The creativity of James Gray (director of the film “Ad Astra”) dates back to the 1990s. The director who has already attracted attention with his first movie (“Little Odessa”,1994) was awarded “Silver Lion” at “The Venice Film Festival” for that one. “Little Odessa” is a criminal drama about family relationships. James Gray has touched this topic almost throughout his entire career. Events in this movie are manifestation of the tension between characters that are relatives to each other. In “Ad Astra” the director has sought to uncover knot of father-son relationship, that he created between great Maximilan Schell and young but very talented Tim Roth in “Little Odessa”, with the help of the master Tommy Lee Jones and Brad Pitt who don’t really lag behind.
The main hero of “Ad Astra”, major-astronaut Roy McBride is the professional of his work. Even in the most dangerous moments, Roy is in control of his consciousness. At the beginning of the movie, there was an accident at the space station that could have ended Roy’s life, but even at this point he was able to handle the situation and his pulse did not rise above eighty. However, this kind of presence of mind hidden under mask of professionalism throughout the entire movie, is revealed when Roy McBride sends him sound information to reveal his father’s survival on NASA’s secret base on Mars. Staff at the base find out that Roy is anxious and unable to control his emotions. Following this episode, viewer returns at the beginning of the movie at their imagination – once again observing the scene of Roy McBride’s rolling from space to Earth during an accident at a space research station. It becomes clear that icy glance thrown at outside world out of the space-suit isn’t manifestation of professionalism, but indifference towards life, environment, Eve (Liv Tyler) and death. It becomes clear at this point to viewer that Roy’s silence, loneliness, all his senses and insensitivities are the results of uncertainty. Roy travels to space every time hoping to find answer to his questions. He is trying to understand whether his father, who had left him and his mother seventeen years ago for departing to endless space is alive or not?! Maybe, he never really left them?! Maybe, he was not even his father?! Maybe, the image of dad is just his mother’s fable?! Maybe, the father of Jesus is his father too?! … All these questions are strangling Roy in uncertainty between reality and illusion.

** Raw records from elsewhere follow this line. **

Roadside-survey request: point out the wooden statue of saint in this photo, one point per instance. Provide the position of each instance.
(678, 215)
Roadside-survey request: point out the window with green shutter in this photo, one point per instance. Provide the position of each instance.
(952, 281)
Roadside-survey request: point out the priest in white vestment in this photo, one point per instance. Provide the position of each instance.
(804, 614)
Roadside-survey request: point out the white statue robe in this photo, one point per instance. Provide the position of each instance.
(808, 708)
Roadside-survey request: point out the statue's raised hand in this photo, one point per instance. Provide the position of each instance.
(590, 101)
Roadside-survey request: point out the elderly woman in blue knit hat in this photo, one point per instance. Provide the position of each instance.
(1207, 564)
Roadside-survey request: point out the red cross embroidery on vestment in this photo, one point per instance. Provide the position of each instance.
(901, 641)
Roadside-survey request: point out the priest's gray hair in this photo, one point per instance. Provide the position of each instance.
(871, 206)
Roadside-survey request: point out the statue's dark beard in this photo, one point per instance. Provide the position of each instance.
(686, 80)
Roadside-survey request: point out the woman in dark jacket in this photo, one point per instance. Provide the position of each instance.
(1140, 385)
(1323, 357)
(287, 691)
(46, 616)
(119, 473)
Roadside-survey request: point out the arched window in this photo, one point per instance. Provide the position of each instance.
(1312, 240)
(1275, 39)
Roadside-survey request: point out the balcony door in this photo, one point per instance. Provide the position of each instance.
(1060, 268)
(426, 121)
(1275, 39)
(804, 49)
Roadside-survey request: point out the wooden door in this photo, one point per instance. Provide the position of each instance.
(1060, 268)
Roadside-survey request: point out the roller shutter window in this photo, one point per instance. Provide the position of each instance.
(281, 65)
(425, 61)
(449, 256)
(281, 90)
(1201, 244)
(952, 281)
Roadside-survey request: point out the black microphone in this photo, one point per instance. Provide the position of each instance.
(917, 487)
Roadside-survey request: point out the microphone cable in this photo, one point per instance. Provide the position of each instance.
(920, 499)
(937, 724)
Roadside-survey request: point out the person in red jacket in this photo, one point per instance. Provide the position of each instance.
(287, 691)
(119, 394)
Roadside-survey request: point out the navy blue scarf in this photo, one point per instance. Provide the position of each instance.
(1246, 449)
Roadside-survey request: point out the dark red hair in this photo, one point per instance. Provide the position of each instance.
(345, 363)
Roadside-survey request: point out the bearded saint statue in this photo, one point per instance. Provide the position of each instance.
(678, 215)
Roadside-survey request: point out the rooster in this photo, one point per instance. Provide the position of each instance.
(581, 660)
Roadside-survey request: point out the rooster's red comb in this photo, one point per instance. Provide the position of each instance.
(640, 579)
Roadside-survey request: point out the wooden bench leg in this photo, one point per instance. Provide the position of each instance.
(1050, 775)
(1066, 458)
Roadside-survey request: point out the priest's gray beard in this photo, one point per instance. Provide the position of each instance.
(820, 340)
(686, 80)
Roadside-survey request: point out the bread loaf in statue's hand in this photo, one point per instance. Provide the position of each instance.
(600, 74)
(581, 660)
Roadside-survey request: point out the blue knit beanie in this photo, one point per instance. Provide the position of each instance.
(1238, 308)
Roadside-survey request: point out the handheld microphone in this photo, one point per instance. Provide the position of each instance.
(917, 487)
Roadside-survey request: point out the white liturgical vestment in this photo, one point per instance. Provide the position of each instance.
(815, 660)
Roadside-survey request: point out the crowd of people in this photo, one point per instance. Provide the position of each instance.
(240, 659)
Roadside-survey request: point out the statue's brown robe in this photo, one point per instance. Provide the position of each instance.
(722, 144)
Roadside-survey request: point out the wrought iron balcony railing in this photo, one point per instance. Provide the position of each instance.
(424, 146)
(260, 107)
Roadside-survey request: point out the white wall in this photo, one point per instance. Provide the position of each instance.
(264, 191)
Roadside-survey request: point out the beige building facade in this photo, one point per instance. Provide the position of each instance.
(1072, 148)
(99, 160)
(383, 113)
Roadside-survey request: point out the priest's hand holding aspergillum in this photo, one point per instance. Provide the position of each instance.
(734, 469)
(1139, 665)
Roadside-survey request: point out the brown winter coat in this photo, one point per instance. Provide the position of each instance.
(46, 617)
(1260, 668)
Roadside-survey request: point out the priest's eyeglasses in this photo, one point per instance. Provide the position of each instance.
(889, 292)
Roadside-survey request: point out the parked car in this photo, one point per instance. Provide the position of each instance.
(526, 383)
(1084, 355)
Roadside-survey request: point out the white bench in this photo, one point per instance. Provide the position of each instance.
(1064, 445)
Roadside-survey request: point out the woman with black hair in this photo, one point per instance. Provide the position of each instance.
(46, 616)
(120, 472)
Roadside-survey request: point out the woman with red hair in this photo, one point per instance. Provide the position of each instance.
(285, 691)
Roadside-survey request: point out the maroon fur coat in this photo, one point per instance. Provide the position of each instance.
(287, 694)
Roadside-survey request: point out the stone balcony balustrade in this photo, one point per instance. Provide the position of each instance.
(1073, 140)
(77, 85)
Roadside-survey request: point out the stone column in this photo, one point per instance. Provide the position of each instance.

The spacecraft that takes major McBride to Mars receives a SOS signal on the way. According to instructions, crew must assist spacecraft from which the signal is sent in response to the SOS signal. But major McBride is against it. Because delivery of the major to Mars is part of the secret mission. McBride states that the ship should never slow down! The idea seems to be inhuman to the ship’s crew, and despite McBride’s insistence, the competent ship captain makes decision – the ship’s captain and major McBride, depart to a research spacecraft where SOS signal was received from. Humane captain is attacked and killed by a monkey, a victim of the scientific experience of scientists. This is a very scary scene. The terrified monkey eats the captain alive. In fact, this scene can be understood as a metaphor for human atrocities. Is nature taking revenge on us, or we take a revenge on ourselves?
By the end of the movie, Roy finds his father, billions of miles away, in the depths of the solar system, in Neptune. Although this encounter gives viewer the impression that son is reunited with his father, later disappoints by separation. Maybe, Roy had encountered not his father, but his own fears and doubts. This separation was also to put an end to those fears. The question arises, do you have to go so far to find yourself?! This unbelievably long journey of the son going from one end of the universe to the other, for finding his father, is a metaphor misunderstanding and distance between humans. The distance between humans is also beyond the stars… A tiny, like a dust creature – a human being – overcoming cosmic distance between himself and his spirit, has helped him find his closest people, that were always there, but he had never notice them before. Roy McBride overcame himself, his fears, his loneliness and Eve-lessness.
In “Ad Astra,” Brad Pitt was perfectly able to live within Roya McBride’s character, the philosophy of this image, his colorless but tedious glance, his quiet silence, and cold behaviour like Achilles.
As for the work of the cinematographer, large format images by Hoyte van Hoytema who is able to see endless space and magnificently big planets in “Interstellar” (director-Christopher Nolan, 2014) are just great. The scenes where father and son McBride separate, the endless space, giant planets, and the loss of two tiny creatures – human beings, losing each other in the light of this harmony are breathtaking. Viewer feels that by transferring tiny people to the lens of camera on the background of space, planets, and giant phenomena such as limitless director of photography, Hoyte van Hoytema (and director James Gray) hint at how small humans are – like a dust by all means despite their tensions, desires, dreams, ambitions, desires of control, living, expanding, dying, even loving. In this sense the work of cinematographer can be considered really worthy.
This movie is about infinity and eternity, long divisions between people, endless distances and loneliness…That is about consolidations.